As all parents know, once my son was born, my world got turned upside-down. I fell madly, deeply in love with him and at the same time, I felt incredibly panicked about how out of control my life seemed.
I wanted to be with him all the time, yet I felt pulled back to my work. Ultimately, I found an amazing balance and it worked out beautifully for both of us.
And as both my son and I grew, I realized that being a producer is excellent training for becoming a parent. As a producer you need to do the following things, all of which prepare you for the challenges and responsibilities of parenting:
You plan everything
A well thought out schedule is the backbone of any good production. As a parent, planning and structure are important. Children thrive when there is a rhythm and a familiarity to their lives.
You expect change and are able to roll with it when it happens
Things change in production all the time. People change their involvement with the project. Things get started and then halted. Even weather can change a shoot unexpectedly.

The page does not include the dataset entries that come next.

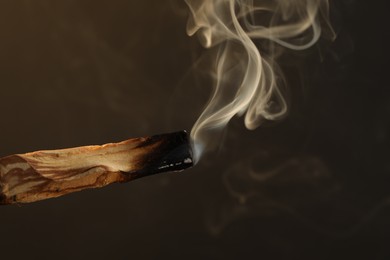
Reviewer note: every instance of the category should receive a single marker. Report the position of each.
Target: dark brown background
(314, 186)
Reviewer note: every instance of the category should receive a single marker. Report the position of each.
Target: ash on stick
(47, 174)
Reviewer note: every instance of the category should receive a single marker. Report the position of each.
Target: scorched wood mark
(47, 174)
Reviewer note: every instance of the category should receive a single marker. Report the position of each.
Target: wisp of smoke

It is the same with children; they have their own ideas, needs and intentions. And sometimes, as parents, we have to be ok with throwing our plans to the wind.
You encourage them to be their best selves
Producing is about collaboration. Once you have hired the best team possible, you have to do everything you can to support them in bringing all they are to the work they do.

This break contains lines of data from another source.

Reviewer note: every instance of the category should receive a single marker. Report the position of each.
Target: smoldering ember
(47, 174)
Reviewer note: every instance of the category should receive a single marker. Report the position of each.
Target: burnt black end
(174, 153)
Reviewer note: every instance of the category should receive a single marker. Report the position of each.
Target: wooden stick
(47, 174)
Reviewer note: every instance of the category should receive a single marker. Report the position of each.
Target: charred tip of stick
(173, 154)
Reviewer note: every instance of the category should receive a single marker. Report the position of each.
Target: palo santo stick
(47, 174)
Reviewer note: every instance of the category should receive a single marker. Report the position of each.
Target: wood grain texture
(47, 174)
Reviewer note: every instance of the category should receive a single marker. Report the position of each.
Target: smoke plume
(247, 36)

The role of mother is exactly the same. You learn what your child needs, what makes them tick and how to encourage the most authentic manifestation of who they are.
You listen
Whether I am in conversation with a director, client, crew member or my son, I listen with my full attention. I want them to be heard and to know their voices and opinions are important.

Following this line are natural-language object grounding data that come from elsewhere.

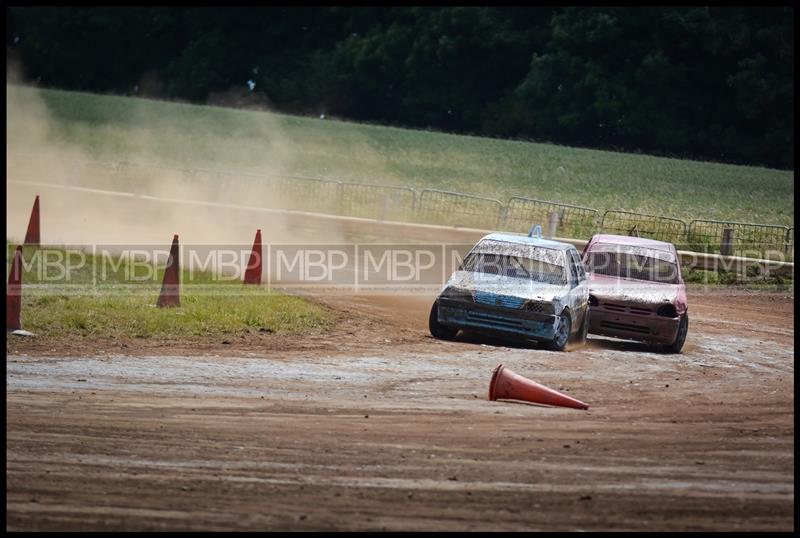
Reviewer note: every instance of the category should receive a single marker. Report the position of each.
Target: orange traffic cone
(507, 385)
(14, 293)
(32, 235)
(170, 288)
(253, 273)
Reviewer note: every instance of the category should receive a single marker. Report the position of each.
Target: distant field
(121, 128)
(90, 303)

It is in collecting thoughts and creating an environment of trust that the best films and the best parenting happens.
You trust that they will have the life meant for them
Films and children have their own paths. It is not my job to define what that path is, but to gently support and suggest things along the way. It is not up to me, entirely, when a film gets released or what my son’s interests are.
I can listen to what the film tells me and heed the cues my son gives me.
You create space with love
With films it is the director’s responsibility to dig deep and tell the truest story possible. With parenting, our responsibility is to accept and love our children exactly as they are. In both cases, it is critical that a platform is created for this acceptance and love.
I work hard to do this every day with my son and with Portraits That Move.
Since having my son, I have made some of my best work, On Mediation, Kings Point, Boomtown and many more. Now, with the work we do here at Portraits that Move, creating documentaries for families, I am so thankful to get to do this every day, to get to be a mother to my son and to have both of these worlds so intertwined, informed and strengthened by each other.